La principal amenaza para la firma del nuevo paquete europeo de sanciones al régimen de Vladímir Putin tiene un nombre: Viktor Orbán.

El primer ministro de Hungría, reelegido el pasado domingo, se negó ayer ante sus colegas a cerrar el grifo del gas y el petróleo ruso. Nada importa que no hacerlo signifique seguir financiando las atrocidades cometidas en Ucrania.

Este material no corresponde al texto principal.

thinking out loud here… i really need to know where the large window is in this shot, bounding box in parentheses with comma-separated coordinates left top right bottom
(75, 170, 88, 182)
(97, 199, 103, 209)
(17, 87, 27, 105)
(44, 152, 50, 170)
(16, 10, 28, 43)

Parece ajeno a brutalidades que hielan la sangre y que se expresaron con crudeza en ciudades como Bucha, donde las torturas, las violaciones, las amputaciones y las ejecuciones indiscriminadas de civiles han salido a la luz tras el forzado repliegue ruso.

Basta con atender a las últimas palabras y movimientos de Orbán para caer en la cuenta de que es mucho más que un dolor de cabeza para la Unión Europea (UE). El nacionalista húngaro celebró su triunfo arremetiendo contra “la izquierda nacional, la izquierda internacional, los burócratas de Bruselas, el imperio de Soros, los medios de comunicación internacionales y Volodimir Zelenski”.

Son críticas que no son novedosas, pero causan estupor por el momento en que se producen. A los insultos a Soros, con tintes abrumadoramente antisemitas; a la UE, extensibles a los valores liberales; a la izquierda, en general, ampliables a la pluralidad política; y a los medios de comunicación internacionales, porque los nacionales los controla y exprime a conciencia, se unen varias certezas.

El desprecio hacia el principal representante de la resistencia de Ucrania, aliado de Occidente que sufre la agresión injustificable de Rusia, y la exclusión de Putin de la lista de “fuerzas rivales” de Hungría, únicamente explicable desde el servilismo más humillante.

¿Europa sin Hungría?

No se equivocó Zelenski al señalar a Orbán como el único dirigente “abiertamente partidario de Putin”. Es el único, también, que se enorgullece de la promesa de pagarle a Moscú el gas con rublos, como demanda el Kremlin para regatear las sanciones y rechaza el resto de Occidente. Se trata de un nuevo desafío que la UE no puede dejar pasar. Del mismo modo que no pasa por alto la deriva autoritaria en Budapest.

Como avanzó el pasado martes Ursula von der Leyen, presidenta de la Comisión Europea, Bruselas va a iniciar el procedimiento para congelar los fondos de recuperación reservados a Hungría por su demostrada vulneración de los principios más elementales del Estado de derecho, como la separación de poderes. Es una dura reprimenda. Y es muy probable que no sea la última.

La Hungría de Orbán se ha quedado a solas. Ya no es sólo que la extrema derecha del continente, con Marine Le Pen a la cabeza, haya tomado distancia de Moscú a la vista de sus crímenes en Ucrania y para vergüenza de Vox, que nunca ocultó su devoción por Orbán. Es que ni siquiera Polonia, mucho más cerca de Bruselas que hace dos meses, defiende ya un régimen que, parece cada vez más claro, es un caballo de Troya de Putin en Europa.

El proyecto común vive horas decisivas. Si la Hungría de Orbán mantiene esta senda, si sigue formando parte del problema y no de la solución, si se resiste a soltar la mano de la principal amenaza para la seguridad de los Veintisiete, los socios tendrán que abrir un debate. Si Budapest debe entrar o no en los planes de futuro de la Unión Europea.